I still bought albums on vinyl. Mostly in the early 80's record shops still had just records.  Then I would tape them by putting my portable boom box up close to the turntable speakers resulting in a very inferior recording. Anyone else remember doing this?
Image result for violent femmes
the first Violent Femmes
I spent lots of teen years lurking around the various and sundry music shops in Alexandria. First there was only MusicLand which tended to be more traditional. Later Peppermint Records opened and they had some cooler, more risky stuff. I bought my Violent Femmes and Dead Kennedys on vinyl from Peppermint. There was also Camelot Records in the strip mall that had the Holmes. They had lots of cool stuff on cassette. Lots of weird and wonderful bands that i had seen on my new obsession MTV. I would obsessively memorise all the names of interesting sounding cassettes and watch for them on MTV in future weeks. I bought my Amazulu, The Fixx, Modern English and Wall of Voodoo on cassette from Camelot. They still did some vinyl--mostly old stuff they had on clearance. I once accosted my friend Danny and begged him for a dollar so i could buy a vinyl of The Beatles live at the Cavern Club from Camelot. He gladly did it and I was thrilled to hear them in such a raw, poorly recorded, scratchy form.

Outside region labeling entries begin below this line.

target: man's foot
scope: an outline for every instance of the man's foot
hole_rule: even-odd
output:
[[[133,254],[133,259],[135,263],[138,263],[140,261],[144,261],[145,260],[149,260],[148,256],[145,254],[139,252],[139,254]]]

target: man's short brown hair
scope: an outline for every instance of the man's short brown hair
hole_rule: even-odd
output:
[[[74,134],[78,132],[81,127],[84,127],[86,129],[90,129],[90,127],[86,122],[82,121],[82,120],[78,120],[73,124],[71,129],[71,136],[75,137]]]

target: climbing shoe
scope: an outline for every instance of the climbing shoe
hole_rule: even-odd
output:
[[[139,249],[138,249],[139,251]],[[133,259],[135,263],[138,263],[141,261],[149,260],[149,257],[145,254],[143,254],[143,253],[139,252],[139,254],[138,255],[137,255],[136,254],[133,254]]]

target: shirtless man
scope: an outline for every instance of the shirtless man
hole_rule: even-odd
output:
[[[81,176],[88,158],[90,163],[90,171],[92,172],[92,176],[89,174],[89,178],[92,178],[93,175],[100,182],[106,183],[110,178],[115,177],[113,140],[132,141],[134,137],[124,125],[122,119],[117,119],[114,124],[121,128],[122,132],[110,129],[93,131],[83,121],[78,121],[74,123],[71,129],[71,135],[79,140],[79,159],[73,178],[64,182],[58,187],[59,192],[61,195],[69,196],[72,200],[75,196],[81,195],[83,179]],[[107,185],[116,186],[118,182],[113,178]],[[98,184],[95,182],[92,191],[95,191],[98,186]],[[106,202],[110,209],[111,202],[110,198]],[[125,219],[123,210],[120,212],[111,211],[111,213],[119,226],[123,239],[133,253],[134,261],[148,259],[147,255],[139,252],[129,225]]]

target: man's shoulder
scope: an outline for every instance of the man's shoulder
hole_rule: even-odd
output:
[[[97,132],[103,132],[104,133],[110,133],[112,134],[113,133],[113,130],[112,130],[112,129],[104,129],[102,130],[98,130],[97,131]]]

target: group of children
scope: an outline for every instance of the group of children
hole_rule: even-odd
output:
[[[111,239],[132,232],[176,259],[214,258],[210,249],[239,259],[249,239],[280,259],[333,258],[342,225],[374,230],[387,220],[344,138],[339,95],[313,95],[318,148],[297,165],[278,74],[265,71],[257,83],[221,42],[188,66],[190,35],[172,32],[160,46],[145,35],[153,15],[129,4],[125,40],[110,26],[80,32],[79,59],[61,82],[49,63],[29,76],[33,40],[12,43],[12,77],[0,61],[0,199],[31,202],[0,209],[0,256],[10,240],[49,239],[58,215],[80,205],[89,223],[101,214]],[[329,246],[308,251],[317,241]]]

All through high school I was still buying music on vinyl and on cassette and religiously watching MTV. There was this influx of New Wave music that really moved me. It was perfect for an angst ridden teenager like myself (is there any other kind?) and I was consumed with it.

When I was at LC and had grown from an angst ridden teen to an angst ridden young adult, I used to love to come home for weekends or holidays and watch 120 Minutes  on MTV with my Mum and teach her about all the cool alternative bands that I loved. It was a good time for us--a time where we connected rather than clashed and I would teasingly quiz her about songs and we would stay up late and listen and talk. Those were good times.

For me, every song or artist has an association--a time, a place, an event. Every song transports me back. In many ways my musical tastes are still stuck in the 1980's. I think the years when we go through puberty are the years that define us--they sear the music into our brains. We *need* the music to help us cope with growing up and it defines how we feel about life. All of our first stirring of sexual awakenings happen with a soundtrack.  I started being awakened to the power of music in the late 1970's which accounts for my penchant for disco.

I thought it would be fun to share some of my favourite music in an A-Z format. With the advent of MTV, some songs are intrinsically linked to their video, others are not. Many I did not even know had a video because they came to me via a  mix tape that a friend or boyfriend made me.  Let me just say, I have a *lot* of favourite songs (hence why we are going alphabetically to spread them out), but I also listened to a lot of strange and interesting stuff as a teenager. I often knew the less popular/unknown songs by a famous artist because i bothered to buy the whole album/cassette and listened and fell in love with what didn't make the radio.

I hope you will discover (or maybe rediscover) a favourite song or artist from the playlist that I am planning. But be warned:

*There will be synthesizers (it was the 80's after all)
*There will be sad songs (I have a lot of Goth/dark wave influences) 
*There will be exuberant but unintelligible singing
*There will be lots of songs alluding to nuclear war (I had a real fear of the Cold War and began my political activism through these songs) 
*There will be songs/videos that tell a story (I am a sucker for these) 
*There will be earworms

Are you ready? Then strap yourselves in and turn your speakers up.

What are your musical influences?


  1. Great romp through memory and music! Rocked you to sleep as a baby with Peter, Paul & Mary. That little girl in the white lace dress on the cover of The Violent Femmes.......but when I heard their screeching "music" it was like OUCH! You'd laugh and say they were wonderful and I'd make gagging faces back. Good times, good memories.

  2. I don't remember the dollar or the incident, but oddly enough, I ended up buying that same album years later at a flea market in Hanau, Germany!